Вопросы, поднятые инструкцией, кажутся мне достаточно серьезными. Прежде всего, я должен признаться Вам, что меня настораживает то, что, по–видимому, составляет основную исходную предпосылку и на что ссылается весь документ, а именно, что самоочевидная, естественная и, по–видимому, абсолютная норма для нашей литургической жизни и практики находится исключительно в дореволюционной Российской Церкви или, ссылаясь на инструкцию, «в типовых богослужебных книгах, которые регулярно издавались Святейшим Синодом Российской Православной Церкви».
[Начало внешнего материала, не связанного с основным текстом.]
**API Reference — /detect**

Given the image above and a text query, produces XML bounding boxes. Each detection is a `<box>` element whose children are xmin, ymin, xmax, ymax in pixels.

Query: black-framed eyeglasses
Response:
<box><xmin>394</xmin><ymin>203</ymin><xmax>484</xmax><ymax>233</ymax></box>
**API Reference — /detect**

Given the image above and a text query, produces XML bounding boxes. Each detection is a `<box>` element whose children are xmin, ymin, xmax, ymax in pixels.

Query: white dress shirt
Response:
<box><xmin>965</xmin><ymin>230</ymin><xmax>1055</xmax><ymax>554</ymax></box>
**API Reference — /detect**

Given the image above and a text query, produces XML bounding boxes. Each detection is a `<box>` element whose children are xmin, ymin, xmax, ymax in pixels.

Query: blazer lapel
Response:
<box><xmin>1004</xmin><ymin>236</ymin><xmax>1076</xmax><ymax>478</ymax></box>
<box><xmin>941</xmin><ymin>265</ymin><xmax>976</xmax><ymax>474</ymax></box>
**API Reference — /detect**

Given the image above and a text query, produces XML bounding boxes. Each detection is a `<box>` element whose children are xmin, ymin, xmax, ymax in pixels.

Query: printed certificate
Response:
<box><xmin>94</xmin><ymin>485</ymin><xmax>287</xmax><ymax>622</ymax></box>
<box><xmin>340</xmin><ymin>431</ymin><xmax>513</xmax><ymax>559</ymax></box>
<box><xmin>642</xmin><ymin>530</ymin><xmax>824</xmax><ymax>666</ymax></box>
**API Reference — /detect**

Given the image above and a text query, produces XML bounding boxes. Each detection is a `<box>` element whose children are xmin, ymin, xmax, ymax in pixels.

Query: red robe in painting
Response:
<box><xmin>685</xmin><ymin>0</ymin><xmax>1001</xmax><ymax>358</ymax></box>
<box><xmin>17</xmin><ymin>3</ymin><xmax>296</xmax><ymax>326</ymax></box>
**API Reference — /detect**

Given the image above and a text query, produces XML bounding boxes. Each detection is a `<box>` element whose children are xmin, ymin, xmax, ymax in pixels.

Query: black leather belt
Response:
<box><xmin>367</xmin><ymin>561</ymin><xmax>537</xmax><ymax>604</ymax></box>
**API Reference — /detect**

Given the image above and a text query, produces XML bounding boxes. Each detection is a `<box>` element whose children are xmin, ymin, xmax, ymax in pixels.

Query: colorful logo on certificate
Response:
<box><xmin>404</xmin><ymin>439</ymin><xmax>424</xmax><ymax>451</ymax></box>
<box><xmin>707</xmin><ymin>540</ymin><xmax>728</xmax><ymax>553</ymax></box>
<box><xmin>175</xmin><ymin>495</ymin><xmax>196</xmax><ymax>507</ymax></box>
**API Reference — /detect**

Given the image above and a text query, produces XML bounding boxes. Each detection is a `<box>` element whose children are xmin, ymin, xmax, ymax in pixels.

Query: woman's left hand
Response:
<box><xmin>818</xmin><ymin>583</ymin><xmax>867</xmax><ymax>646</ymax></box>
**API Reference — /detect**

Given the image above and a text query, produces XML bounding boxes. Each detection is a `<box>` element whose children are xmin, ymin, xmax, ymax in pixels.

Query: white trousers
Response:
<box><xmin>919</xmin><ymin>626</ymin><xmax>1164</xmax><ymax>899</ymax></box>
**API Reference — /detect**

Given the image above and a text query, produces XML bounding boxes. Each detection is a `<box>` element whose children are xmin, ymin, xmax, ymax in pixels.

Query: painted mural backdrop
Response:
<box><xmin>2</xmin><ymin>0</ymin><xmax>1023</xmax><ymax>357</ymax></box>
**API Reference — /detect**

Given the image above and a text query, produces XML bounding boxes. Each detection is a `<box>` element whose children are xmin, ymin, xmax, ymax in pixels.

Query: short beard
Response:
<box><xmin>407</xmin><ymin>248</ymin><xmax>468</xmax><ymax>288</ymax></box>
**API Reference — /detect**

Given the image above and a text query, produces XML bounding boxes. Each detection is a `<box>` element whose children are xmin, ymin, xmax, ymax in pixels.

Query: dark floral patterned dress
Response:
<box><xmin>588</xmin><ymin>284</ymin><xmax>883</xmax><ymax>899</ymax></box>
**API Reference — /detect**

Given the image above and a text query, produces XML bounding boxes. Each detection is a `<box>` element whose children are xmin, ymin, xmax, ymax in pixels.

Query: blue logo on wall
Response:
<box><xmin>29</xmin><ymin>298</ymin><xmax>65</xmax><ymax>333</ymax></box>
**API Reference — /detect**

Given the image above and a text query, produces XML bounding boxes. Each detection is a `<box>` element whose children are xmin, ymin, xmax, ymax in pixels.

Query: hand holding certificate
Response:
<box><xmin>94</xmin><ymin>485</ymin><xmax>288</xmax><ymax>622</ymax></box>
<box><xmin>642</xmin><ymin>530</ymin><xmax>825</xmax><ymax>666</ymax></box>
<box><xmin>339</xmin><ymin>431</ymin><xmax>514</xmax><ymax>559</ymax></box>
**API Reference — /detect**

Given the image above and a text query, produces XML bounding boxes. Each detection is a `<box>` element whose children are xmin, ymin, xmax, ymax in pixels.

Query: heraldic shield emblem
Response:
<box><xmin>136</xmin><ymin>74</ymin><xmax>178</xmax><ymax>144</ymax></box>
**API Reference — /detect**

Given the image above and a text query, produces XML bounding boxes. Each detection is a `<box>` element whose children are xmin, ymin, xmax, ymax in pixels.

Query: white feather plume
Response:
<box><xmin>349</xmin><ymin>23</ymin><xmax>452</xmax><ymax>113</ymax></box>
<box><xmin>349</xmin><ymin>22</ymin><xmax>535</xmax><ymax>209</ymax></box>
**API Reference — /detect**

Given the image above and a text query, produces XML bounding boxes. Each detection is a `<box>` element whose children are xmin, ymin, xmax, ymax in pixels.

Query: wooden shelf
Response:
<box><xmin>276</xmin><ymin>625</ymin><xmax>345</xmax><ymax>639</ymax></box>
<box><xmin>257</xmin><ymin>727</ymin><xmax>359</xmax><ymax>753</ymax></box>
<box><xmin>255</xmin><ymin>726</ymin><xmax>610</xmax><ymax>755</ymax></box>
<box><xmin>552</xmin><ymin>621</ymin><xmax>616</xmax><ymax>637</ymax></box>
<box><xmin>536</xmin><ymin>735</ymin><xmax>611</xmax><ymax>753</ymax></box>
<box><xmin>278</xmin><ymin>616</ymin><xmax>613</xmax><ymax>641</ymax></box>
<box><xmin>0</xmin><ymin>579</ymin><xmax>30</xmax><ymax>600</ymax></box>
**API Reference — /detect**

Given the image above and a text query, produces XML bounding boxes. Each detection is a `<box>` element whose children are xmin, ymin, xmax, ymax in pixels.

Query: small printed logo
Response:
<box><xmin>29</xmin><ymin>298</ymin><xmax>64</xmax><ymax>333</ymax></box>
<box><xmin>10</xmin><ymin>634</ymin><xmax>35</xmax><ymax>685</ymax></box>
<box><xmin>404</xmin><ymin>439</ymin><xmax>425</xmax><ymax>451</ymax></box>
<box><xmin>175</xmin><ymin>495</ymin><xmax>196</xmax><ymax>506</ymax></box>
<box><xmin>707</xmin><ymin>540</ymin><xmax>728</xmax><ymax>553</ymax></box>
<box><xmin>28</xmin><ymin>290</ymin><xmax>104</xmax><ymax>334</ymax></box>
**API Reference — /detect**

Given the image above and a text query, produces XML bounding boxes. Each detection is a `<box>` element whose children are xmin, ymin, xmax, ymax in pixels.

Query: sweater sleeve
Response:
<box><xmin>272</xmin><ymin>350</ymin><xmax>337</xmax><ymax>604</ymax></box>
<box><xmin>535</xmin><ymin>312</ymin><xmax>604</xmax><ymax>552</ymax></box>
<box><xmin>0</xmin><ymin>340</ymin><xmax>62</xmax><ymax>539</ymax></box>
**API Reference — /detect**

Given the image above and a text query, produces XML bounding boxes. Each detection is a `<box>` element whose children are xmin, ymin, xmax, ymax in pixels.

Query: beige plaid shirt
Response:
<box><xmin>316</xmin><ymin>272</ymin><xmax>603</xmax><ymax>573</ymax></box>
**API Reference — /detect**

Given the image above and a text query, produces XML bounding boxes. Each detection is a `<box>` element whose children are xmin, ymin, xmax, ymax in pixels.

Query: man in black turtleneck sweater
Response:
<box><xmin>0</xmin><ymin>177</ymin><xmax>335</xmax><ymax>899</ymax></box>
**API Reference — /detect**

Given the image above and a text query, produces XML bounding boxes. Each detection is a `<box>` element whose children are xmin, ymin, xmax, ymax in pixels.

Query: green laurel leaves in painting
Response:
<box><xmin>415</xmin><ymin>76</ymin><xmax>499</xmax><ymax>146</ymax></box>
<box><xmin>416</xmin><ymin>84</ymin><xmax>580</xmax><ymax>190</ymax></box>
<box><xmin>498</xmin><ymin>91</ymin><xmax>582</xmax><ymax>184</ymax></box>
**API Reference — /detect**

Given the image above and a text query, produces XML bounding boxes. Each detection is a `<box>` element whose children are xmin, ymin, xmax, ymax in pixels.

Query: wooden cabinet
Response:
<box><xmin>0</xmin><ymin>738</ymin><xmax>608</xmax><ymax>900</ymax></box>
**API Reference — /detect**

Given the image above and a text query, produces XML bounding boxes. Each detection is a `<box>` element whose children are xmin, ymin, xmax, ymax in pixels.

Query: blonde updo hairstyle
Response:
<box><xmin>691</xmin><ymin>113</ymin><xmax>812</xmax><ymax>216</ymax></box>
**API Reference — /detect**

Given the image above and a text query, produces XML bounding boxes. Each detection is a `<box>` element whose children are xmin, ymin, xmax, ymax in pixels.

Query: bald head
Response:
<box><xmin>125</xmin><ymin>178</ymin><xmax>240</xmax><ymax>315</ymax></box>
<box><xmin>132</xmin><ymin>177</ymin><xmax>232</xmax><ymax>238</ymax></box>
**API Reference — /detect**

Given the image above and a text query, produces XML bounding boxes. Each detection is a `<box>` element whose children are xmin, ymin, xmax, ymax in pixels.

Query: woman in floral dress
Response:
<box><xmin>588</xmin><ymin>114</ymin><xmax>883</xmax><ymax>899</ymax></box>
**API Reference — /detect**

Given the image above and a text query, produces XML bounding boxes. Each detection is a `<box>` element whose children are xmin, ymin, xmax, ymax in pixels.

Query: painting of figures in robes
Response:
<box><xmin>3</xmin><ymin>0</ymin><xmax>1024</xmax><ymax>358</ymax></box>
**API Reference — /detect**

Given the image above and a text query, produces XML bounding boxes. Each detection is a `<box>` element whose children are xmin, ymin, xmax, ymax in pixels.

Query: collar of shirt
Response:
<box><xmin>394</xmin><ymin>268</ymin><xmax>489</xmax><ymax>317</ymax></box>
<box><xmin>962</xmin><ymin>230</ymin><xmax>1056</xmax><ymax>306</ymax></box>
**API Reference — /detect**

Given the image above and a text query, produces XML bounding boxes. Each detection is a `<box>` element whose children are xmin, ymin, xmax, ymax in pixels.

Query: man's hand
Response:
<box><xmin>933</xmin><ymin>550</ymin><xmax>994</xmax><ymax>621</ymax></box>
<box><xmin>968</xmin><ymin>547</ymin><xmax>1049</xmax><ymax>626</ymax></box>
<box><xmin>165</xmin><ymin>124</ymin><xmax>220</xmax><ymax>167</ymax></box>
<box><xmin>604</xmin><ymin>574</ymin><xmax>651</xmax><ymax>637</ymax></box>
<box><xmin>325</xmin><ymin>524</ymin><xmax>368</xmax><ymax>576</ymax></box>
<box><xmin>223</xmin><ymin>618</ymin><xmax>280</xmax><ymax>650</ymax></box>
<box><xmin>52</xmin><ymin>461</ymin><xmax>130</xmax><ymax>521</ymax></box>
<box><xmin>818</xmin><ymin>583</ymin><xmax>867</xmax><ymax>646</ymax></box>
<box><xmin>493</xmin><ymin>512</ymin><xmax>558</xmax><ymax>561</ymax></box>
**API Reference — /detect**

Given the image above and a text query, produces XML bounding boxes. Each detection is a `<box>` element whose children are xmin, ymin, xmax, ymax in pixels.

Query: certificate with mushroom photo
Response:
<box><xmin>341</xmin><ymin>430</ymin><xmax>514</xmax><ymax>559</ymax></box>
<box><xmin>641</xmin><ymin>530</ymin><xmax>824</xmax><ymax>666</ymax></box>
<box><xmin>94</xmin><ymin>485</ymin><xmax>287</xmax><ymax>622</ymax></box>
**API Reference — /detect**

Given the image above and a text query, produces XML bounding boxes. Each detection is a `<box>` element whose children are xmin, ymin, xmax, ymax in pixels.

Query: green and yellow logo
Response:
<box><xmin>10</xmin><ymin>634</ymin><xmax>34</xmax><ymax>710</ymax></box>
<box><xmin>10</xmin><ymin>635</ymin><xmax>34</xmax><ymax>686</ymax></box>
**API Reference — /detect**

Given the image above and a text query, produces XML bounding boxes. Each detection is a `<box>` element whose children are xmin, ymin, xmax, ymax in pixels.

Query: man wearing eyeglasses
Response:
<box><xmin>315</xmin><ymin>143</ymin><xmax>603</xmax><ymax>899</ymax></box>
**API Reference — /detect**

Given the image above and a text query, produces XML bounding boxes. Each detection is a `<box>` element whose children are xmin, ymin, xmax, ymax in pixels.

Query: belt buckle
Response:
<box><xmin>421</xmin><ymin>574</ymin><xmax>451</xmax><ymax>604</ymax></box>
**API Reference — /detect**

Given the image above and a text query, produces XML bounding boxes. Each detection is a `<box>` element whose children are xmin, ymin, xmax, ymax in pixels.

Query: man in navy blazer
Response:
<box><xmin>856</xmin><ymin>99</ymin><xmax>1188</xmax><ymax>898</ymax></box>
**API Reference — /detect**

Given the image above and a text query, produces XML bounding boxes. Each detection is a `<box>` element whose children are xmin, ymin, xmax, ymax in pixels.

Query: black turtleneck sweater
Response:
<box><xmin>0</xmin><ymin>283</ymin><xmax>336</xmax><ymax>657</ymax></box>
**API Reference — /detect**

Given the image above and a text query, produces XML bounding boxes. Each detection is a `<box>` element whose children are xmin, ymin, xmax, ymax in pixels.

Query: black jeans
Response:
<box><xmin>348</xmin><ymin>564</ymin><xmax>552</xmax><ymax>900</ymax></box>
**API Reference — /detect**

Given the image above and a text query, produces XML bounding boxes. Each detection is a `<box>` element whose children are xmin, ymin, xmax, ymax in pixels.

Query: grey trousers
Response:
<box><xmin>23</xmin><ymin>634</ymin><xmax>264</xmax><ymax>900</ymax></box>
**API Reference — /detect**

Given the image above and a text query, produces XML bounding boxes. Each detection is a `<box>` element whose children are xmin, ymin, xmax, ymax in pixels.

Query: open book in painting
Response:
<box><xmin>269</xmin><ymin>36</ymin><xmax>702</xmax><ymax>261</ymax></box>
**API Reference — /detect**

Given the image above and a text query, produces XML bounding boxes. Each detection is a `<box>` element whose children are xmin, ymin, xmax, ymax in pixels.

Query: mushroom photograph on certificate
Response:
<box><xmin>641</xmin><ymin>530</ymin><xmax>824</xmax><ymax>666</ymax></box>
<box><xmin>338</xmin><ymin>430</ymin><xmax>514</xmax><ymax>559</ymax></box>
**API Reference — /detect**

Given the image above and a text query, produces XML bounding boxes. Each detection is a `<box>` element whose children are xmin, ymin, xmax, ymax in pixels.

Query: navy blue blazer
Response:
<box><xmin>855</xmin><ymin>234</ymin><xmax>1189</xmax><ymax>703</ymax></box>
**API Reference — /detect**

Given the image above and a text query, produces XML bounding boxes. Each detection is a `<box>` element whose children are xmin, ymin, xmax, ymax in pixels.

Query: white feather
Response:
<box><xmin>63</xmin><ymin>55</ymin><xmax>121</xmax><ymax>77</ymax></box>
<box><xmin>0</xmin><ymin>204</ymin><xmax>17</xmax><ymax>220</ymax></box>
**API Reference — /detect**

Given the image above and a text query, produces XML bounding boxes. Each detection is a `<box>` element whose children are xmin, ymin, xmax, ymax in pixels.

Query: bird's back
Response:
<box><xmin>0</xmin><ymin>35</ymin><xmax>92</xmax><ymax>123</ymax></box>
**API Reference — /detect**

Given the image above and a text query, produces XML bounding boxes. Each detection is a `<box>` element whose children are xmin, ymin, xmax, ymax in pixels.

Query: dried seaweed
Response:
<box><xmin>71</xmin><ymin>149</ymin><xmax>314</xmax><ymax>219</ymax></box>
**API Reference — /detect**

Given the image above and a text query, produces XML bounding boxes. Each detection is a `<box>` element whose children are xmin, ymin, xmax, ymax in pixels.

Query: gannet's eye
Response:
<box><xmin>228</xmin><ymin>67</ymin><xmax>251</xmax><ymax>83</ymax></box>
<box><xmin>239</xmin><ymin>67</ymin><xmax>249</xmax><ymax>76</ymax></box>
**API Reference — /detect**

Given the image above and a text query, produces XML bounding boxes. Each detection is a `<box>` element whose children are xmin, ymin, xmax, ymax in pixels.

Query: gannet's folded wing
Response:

Меня также настораживает противоречие между этим утверждением и документально обоснованным фактом, что сама Российская Церковь голосом ее собственного епископата находила литургическую ситуацию в дореволюционной России чрезвычайно неудовлетворительной и требующей существенных поправок и изменений. Чтобы представить себе степень этой неудовлетворенности и поистине пастырскую озабоченность русских епископов, достаточно прочесть «Отзывы епархиальных архиереев по вопросу о церковной реформе», составленные при подготовке к Великому Собору Российской Церкви и опубликованные в 1906 г. Российским Святейшим Синодом (т. I, с. 548; т. II, с. 562). Я хочу подчеркнуть, что эти доклады были написаны не представителями академических групп или направлений, а консервативными и занимающимися активной пастырской работой епископами, которые ясно видели растущий номинализм и неразбериху, происходящие как раз из «типовых книг» и Типикона, не пересматривавшихся с 1682 года.